Load the sample data.

load('weight.mat')

weight contains data from a longitudinal study, where 20 subjects are randomly assigned to 4 exercise programs, and their weight loss is recorded over six 2-week time periods. This is simulated data.

Store the data in a table. Define Subject and Program as categorical variables.

tbl = table(InitialWeight,Program,Subject,Week,y);
tbl.Subject = categorical(tbl.Subject);
tbl.Program = categorical(tbl.Program);

Fit a linear mixed-effects model where the initial weight, type of program, week, and the interaction between the week and type of program are the fixed effects. The intercept and week vary by subject.

lme = fitlme(tbl,'y ~ InitialWeight + Program*Week + (Week|Subject)');

Plot the histogram of the raw residuals.

plotResiduals(lme)

Plot the residuals versus the fitted values.

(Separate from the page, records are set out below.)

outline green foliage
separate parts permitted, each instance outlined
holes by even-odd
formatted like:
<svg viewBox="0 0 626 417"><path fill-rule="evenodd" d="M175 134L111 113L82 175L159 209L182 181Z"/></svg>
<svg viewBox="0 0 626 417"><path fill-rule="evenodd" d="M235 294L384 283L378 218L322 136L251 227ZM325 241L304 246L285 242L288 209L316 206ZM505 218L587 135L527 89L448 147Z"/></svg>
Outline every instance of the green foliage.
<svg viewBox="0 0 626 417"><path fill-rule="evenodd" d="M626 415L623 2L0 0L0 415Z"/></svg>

plotResiduals(lme,'fitted')

There is no obvious pattern, so there are no immediate signs of heteroscedasticity.

Create the normal probability plot of residuals.

plotResiduals(lme,'probability')

Data appears to be normal.

Find the observation number for the data that appears to be an outlier to the right of the plot.

find(residuals(lme)>0.25)

ans = 101

Create a box plot of the raw, Pearson, and standardized residuals.

r = residuals(lme);
pr = residuals(lme,'ResidualType','Pearson');
st = residuals(lme,'ResidualType','Standardized');
X = [r pr st];
boxplot(X,'labels',{'Raw','Pearson','Standardized'})

All three box plots point out the outlier on the right tail of the distribution. The box plots of raw and Pearson residuals also point out a second possible outlier on the left tail. Find the corresponding observation number.

find(pr<-2)

ans = 10

Plot the raw residuals versus lagged residuals.

plotResiduals(lme,'lagged')

There is no obvious pattern in the graph. The residuals do not appear to be correlated.